Im März 2019 wurde ein neues Freiwilligenprogramm verkündet. Es enthielt u.a. die Möglichkeit, dass die Beschäftigten vorzeitig ab einem Lebensalter von 55 Jahren aus ihrem Arbeitsverhältnis ausscheiden. Dafür konnten sie bis zum 63. Lebensjahr 55 % des letzten Bruttomonatsentgelts als Überbrückungszahlung sowie einen Pauschalbetrag von 300 € zur Sozialversicherung im Monat erhalten. Der Arbeitgeber befristete das Programm zunächst bis 31.12.2019 und verlängerte es später zweimal um jeweils ein Jahr, zuletzt also bis zum 31.12.2021.

Im Programmflyer findet sich auszugsweise folgende Formulierung:

„Es gilt Doppelte Freiwilligkeit: Eigeninteresse des Mitarbeiters und Zustimmung durch Arbeitgeber notwendig. Die Abfindungssumme ist nicht individuell verhandelbar. Unterzeichnung des Vertrages in 2020 mit den zum Zeitpunkt der Vertragsunterzeichnung geltenden Konditionen. Es erfolgt nach Unterzeichnung keine spätere Anpassung der Konditionen. Die Konditionen werden sich im Laufe der Zeit nicht verbessern.“

Im Dezember 2021 schlossen die Parteien unter Anwendung dieses Freiwilligenprogramms einen Aufhebungsvertrag und vereinbarten das Ausscheiden des Klägers zum 31.7.2023 zu den genannten Konditionen.

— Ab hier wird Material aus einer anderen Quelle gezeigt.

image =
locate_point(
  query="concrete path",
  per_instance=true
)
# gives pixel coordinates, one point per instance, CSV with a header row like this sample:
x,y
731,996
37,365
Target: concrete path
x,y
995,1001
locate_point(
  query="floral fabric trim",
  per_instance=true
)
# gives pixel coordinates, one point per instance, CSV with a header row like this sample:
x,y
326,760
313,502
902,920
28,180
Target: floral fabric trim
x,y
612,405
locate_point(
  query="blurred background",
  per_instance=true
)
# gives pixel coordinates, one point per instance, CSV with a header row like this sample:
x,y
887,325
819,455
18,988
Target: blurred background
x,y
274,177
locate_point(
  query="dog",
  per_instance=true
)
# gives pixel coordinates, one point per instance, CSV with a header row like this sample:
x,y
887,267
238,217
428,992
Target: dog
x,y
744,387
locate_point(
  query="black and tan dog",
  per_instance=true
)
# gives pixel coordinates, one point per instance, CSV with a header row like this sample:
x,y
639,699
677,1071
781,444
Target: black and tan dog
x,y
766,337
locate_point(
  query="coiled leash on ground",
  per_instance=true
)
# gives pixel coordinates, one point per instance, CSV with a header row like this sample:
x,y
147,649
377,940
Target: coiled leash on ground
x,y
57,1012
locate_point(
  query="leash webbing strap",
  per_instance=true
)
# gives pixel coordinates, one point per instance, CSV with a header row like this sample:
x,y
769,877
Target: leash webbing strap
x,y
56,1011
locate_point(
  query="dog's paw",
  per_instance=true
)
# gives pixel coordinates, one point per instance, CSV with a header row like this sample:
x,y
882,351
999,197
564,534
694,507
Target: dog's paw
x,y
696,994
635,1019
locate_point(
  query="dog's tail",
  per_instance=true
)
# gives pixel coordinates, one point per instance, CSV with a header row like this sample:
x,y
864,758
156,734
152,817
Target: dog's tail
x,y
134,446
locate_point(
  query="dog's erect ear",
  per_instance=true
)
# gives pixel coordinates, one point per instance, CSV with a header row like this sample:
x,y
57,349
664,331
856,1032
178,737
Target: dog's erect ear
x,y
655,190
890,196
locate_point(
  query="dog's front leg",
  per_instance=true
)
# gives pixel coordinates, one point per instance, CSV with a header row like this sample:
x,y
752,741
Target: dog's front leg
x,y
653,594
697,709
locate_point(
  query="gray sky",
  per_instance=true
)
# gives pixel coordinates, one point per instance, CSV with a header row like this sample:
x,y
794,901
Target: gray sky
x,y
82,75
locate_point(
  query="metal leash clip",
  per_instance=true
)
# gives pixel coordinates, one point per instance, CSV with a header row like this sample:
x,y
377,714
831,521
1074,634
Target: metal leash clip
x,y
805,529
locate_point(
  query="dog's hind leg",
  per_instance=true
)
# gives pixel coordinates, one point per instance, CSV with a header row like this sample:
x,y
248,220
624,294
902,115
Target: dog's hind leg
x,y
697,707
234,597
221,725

In der Folgezeit fanden mit dem Betriebsrat Gespräche statt, in denen sich die Betriebsparteien darauf verständigten, dass ein weiterer Personalabbau vorzugswürdig über Freiwilligenprogramme stattfinden solle. Im Rahmen der Verhandlungen wurde deutlich, dass zur Realisierung der Abbauziele, basierend auf den Erfahrungen aus der Vergangenheit, bessere Konditionen der Freiwilligenprogramme erforderlich sein werden.

Daraufhin verkündete der Arbeitgeber die sofortige Beendigung aller Freiwilligenprogramme. Im Anschluss einigten sich die Betriebspartner auf eine Rahmenbetriebsvereinbarung über ein Freiwilligenprogramm mit verbesserten Ausscheidenskonditionen. Insbesondere wurde die Überbrückungszahlung von 55 % auf 65 % angehoben.

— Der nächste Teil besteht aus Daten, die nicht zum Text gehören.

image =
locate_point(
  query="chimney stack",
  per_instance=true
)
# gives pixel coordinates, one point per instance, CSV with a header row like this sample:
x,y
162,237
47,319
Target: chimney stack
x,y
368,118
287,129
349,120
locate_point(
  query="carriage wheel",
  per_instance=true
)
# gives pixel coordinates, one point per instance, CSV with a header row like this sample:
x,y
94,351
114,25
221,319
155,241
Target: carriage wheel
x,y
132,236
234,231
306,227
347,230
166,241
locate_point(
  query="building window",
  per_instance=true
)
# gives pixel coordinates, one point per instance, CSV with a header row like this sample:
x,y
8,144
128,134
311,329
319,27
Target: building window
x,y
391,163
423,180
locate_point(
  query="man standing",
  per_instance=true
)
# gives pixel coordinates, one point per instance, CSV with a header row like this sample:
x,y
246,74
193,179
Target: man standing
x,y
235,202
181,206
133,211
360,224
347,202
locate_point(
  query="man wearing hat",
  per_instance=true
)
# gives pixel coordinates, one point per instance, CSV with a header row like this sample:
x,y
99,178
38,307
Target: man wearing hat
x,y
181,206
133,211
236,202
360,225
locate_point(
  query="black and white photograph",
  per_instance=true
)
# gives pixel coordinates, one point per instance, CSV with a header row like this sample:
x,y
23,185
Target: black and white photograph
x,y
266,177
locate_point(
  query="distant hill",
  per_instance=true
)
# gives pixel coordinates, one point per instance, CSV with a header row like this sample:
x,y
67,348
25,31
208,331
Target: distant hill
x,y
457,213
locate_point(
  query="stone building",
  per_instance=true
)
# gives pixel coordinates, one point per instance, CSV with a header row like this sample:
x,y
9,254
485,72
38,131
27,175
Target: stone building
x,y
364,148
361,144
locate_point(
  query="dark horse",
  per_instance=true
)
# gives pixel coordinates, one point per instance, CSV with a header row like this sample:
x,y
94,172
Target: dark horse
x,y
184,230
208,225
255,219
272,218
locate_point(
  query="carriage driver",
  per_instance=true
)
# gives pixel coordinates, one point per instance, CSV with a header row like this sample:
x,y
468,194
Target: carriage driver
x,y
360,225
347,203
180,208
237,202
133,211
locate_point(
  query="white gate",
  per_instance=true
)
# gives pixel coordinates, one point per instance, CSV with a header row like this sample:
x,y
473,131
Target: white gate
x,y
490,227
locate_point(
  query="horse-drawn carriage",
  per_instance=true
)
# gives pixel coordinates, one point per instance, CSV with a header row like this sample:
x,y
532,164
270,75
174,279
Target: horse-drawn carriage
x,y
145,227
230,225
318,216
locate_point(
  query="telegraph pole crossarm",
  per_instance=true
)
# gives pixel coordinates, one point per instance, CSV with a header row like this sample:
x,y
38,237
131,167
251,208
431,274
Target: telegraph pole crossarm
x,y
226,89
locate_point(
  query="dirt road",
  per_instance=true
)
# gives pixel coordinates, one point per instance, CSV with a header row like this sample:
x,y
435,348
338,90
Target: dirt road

Der Kläger hat daraufhin geltend gemacht, dass ihm die besseren Konditionen des neuen Freiwilligenprogramms zustünden. Der Arbeitgeber hätte mit dem neuen Freiwilligenprogramm und den Zusagen aus dem Programmflyer gegen das Gebot des fairen Verhandelns verstoßen. Er habe daher einen Anspruch auf Anpassung des geschlossenen Aufhebungsvertrages.

Das Arbeitsgericht hat die Klage abgewiesen.

Die Entscheidung:

Im Berufungsverfahren hat das Landesarbeitsgericht die Entscheidung des Arbeitsgerichts bestätigt.

I. Wegfall der Geschäftsgrundlage?

Das LAG hat zunächst klargestellt, dass es nicht Geschäftsgrundlage des abgeschlossenen Aufhebungsvertrages geworden ist, dass sich die Konditionen für Aufhebungsverträge bei dem Arbeitgeber nie mehr verbessern werden. Für eine solche Geschäftsgrundlage finden sich weder in dem abgeschlossenen Aufhebungsvertrag noch in dem Programmflyer Anhaltspunkte. Sinn und Zweck des seinerzeitigen Freiwilligenprogrammes und den Zusagen in dem Programmflyer war es zu verhindern, dass Mitarbeiter nur deshalb mit der Interessenbekundung warten, weil sie auf bessere Konditionen zum Ende der Laufzeit hoffen. Ferner sollte zum Ausdruck gebracht werden, dass die Konditionen des Freiwilligenprogramms über seine gesamte Laufzeit feststehen und nicht individuell verhandelbar sind.

Dass der Arbeitgeber für alle zukünftigen Programme eine Art „Ewigkeitsgarantie“ für eine Deckelung der Programmkonditionen ungeachtet nicht vorhersehbarer wirtschaftlicher und sonstiger Entwicklung abgeben wollte, konnte von einem objektiven Betrachter nach Ansicht des LAG nicht so verstanden werden.

Hinweis für die Praxis:

Das LAG hat ergänzend klargestellt, dass sich ein Anspruch auf Anpassung des Aufhebungsvertrages auch deshalb nicht ergeben kann, weil es dem Kläger unter Berücksichtigung aller Umstände des Einzelfalles nicht unzumutbar ist, am Aufhebungsvertrag in unveränderter Form festzuhalten. Der Arbeitgeber zahlte dem Kläger Gesamtleistungen in Höhe von 110.587,62 € brutto, was das LAG als durchaus üppig dotiert ansah.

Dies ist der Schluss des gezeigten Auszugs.